Some recommended weekend reading on Iraq:

The International Crisis Group has a new report discussing what it describes as "the dramatic decline in bloodshed in Iraq" and how to capitalize on that. The ICG believes that while the U.S. military's "surge" of thousands of extra troops contributed to the decline, it is largely due to Muqtada Sadr's unilateral cease-fire in August 2007. That, in turn, appears to have been the result of growing dissatisfaction within Sadr's support base with the radicalism and indiscipline in the ranks of Sadr's Mahdi Army.

See the full ICG report here: http://www.crisisgroup.org/home/index.cfm?id=5286&l=1

The ICG says that while militants in Sadr's camp are eager to end the cease-fire, Sadr's move opens the possibility of a more genuine and lasting transformation of his movement into a strictly non-violent political actor.

To facilitate that transformation, the ICG advises the U.S. and Iraqi governments to circumscribe military operations against the Mahdi Army and show tolerance toward Sadrist activities that are strictly
non-military, such as those involving education, media, health services and religious affairs. The ICG also encourages a freeze in recruitment into the U.S.-backed militias that were set up to fight the Mahdi Army. Instead, the ICG says, the Iraqi government should concentrate on building a professional, non-partisan security force that integrates Mahdi Army fighters.

Easier said than done, no doubt. Last week's TIME story on Iraq by Michael Duffy and Mark Kukis (our man in Baghdad) illustrates how the surge is a limited and fragile success. Not least because of the failure to date of national reconciliation efforts.

Duffy and Kukis:

Iraqi security forces remain unable to mount operations without the logistical help of U.S. forces. Al-Qaeda in Iraq is on the run, but it has not been routed, and it still enjoys free rein in some parts of the country. Murder, death threats and kidnappings are still commonplace; more than 100,000 sections of concrete car-bomb barriers now snake around Baghdad's neighborhoods. And in something of an understatement, even Petraeus calls the progress toward political reconciliation "tenuous." The largest Sunni bloc in parliament, known as the Accordance Front, walked out in August. In January, the parliament passed a measure that would extend to former Baathists and supporters of Saddam a measure of eligibility for service in the new government, which is largely controlled by Shi'ites. The move was long overdue, and no one knows whether the measure will ever be implemented; Sunnis are skeptical, and so, at times, is Washington. "We nudge. We push. We prod. We pull. We cajole," says U.S. ambassador Ryan Crocker. But he adds that the Iraqis "have to make the decision."

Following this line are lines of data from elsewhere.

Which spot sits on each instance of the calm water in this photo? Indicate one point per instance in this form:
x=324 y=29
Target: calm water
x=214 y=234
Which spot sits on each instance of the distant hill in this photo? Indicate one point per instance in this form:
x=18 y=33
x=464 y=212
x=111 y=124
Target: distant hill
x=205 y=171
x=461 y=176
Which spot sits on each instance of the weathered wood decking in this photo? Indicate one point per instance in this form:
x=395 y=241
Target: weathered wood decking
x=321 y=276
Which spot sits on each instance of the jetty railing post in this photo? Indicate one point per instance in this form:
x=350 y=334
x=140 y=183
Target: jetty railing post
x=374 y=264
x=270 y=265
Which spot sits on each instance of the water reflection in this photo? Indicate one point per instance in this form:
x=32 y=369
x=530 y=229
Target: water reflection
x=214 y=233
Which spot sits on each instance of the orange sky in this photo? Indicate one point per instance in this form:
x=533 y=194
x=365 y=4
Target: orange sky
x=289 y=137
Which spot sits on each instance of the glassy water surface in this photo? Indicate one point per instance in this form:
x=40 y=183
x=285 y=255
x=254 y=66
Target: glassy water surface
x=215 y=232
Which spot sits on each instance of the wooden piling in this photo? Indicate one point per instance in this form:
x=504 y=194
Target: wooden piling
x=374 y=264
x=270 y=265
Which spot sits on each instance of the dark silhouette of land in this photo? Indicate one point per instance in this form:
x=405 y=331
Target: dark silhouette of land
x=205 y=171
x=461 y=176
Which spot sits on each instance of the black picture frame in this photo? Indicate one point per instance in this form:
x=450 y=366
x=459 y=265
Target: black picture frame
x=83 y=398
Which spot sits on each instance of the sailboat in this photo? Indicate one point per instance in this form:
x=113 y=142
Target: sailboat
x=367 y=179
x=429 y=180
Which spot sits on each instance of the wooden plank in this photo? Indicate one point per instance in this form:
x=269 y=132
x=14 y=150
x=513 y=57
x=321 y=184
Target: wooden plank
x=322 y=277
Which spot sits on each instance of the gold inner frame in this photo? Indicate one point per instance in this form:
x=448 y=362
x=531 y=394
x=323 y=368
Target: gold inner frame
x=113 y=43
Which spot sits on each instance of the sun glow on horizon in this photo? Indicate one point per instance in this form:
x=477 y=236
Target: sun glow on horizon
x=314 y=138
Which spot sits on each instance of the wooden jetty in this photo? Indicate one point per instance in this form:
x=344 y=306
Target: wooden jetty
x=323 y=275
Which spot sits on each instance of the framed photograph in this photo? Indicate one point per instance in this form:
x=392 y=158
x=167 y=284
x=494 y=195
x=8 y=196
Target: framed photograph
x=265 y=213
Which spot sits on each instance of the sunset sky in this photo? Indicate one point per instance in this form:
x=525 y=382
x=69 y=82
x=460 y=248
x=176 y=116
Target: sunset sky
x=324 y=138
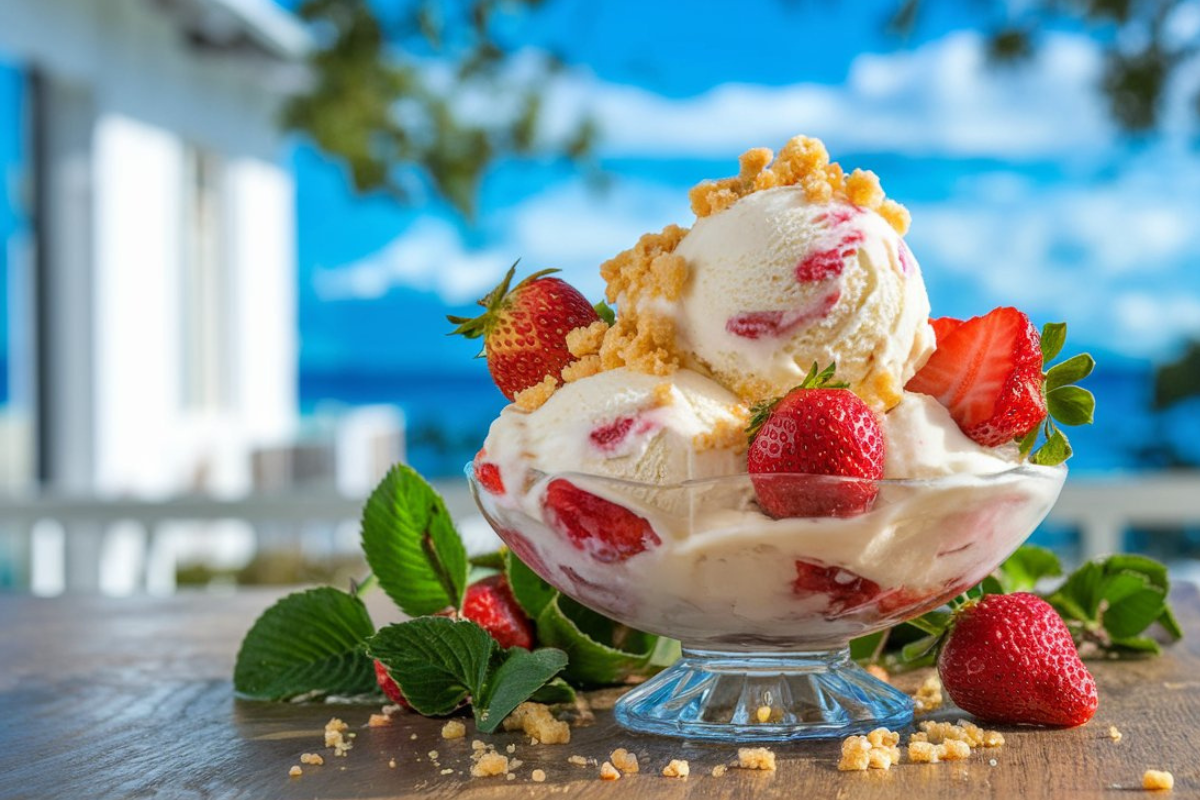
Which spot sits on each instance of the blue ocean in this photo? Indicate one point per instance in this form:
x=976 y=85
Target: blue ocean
x=448 y=414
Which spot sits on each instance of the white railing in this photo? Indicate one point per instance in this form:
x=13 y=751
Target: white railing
x=1102 y=510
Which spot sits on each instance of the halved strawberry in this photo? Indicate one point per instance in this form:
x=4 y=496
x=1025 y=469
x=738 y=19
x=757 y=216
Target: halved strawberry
x=988 y=372
x=525 y=330
x=804 y=444
x=605 y=530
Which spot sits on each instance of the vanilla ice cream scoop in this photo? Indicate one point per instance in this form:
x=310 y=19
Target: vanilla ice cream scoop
x=778 y=282
x=922 y=440
x=625 y=425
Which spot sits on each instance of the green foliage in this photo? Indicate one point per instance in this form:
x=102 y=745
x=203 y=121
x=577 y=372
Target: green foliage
x=1066 y=403
x=601 y=651
x=1108 y=605
x=439 y=663
x=306 y=644
x=1141 y=54
x=412 y=546
x=389 y=86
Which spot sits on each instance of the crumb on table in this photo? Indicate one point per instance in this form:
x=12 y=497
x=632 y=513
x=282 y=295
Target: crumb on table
x=624 y=761
x=1157 y=780
x=756 y=758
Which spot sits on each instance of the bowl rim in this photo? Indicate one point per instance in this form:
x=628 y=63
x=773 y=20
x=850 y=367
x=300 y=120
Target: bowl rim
x=1023 y=470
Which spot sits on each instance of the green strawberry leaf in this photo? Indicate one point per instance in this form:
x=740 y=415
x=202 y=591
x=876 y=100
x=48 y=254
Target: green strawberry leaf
x=605 y=312
x=556 y=692
x=1071 y=371
x=589 y=662
x=1153 y=571
x=531 y=591
x=1137 y=645
x=1071 y=405
x=520 y=674
x=1134 y=612
x=412 y=546
x=493 y=560
x=1171 y=625
x=1080 y=595
x=437 y=662
x=307 y=643
x=919 y=649
x=1054 y=451
x=1054 y=336
x=933 y=623
x=1023 y=570
x=864 y=648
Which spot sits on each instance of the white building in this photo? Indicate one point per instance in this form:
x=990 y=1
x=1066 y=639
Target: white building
x=162 y=278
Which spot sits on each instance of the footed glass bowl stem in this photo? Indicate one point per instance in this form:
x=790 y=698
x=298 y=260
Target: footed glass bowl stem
x=762 y=697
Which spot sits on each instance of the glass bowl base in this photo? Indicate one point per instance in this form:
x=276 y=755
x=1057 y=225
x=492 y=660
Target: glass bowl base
x=741 y=697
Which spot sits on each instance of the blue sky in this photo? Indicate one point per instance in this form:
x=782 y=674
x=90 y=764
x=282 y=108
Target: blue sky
x=1021 y=191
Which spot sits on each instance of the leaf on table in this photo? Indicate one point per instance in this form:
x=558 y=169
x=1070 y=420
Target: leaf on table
x=589 y=662
x=412 y=546
x=436 y=661
x=520 y=674
x=439 y=663
x=1024 y=569
x=307 y=643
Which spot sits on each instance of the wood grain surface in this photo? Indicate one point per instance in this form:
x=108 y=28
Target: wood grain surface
x=131 y=698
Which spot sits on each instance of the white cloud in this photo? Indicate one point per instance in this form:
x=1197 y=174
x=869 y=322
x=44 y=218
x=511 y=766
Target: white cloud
x=571 y=227
x=1116 y=254
x=940 y=98
x=1115 y=257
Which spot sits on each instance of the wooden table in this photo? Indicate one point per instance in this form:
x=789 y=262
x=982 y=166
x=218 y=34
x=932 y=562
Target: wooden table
x=131 y=698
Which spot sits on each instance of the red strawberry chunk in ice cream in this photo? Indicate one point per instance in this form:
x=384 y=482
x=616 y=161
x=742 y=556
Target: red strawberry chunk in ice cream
x=489 y=474
x=603 y=529
x=612 y=437
x=845 y=589
x=827 y=264
x=771 y=324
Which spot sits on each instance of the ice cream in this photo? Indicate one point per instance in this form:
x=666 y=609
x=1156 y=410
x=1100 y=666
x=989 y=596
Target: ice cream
x=625 y=425
x=623 y=480
x=778 y=283
x=922 y=440
x=791 y=263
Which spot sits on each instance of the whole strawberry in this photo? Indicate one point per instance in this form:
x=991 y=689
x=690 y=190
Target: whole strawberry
x=817 y=428
x=490 y=603
x=487 y=602
x=988 y=373
x=525 y=329
x=1011 y=659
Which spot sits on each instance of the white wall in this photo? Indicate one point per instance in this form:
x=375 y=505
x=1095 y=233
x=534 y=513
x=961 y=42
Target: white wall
x=149 y=97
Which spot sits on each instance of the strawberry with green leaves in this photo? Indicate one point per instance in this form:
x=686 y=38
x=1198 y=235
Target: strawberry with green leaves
x=817 y=428
x=525 y=329
x=991 y=373
x=489 y=602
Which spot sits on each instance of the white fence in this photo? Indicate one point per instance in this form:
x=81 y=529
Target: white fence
x=1102 y=510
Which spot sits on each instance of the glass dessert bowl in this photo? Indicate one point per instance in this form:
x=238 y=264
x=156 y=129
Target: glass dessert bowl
x=766 y=608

And that's the trouble... Several thousand troops involved in the surge have quietly begun to pull out. For now, Petraeus and Odierno are sticking by their plan to draw down U.S. forces by roughly 4,000 troops a month through July. Left unchanged, that would return U.S. forces close to their pre-surge level. But both men caution that it could be halted if violence flares up. Petraeus says further withdrawals depend on a matrix of unknowns: military and economic conditions, and whether the Iraqis are showing signs of governing themselves.
Uncertainties of that size make it impossible to know where the U.S. will be in Iraq in six months, and that's something the presidential candidates would be better off not trying to predict. Iraq is an undoubtedly safer, better place than it was 12 months ago. Yet the ultimate outcome in Iraq is out of the hands of Petraeus and the U.S. military. After a yearlong surge, the U.S. is about to move from the relatively safe ground of betting on its troops to betting on Iraqis. And that's a very different kind of wager.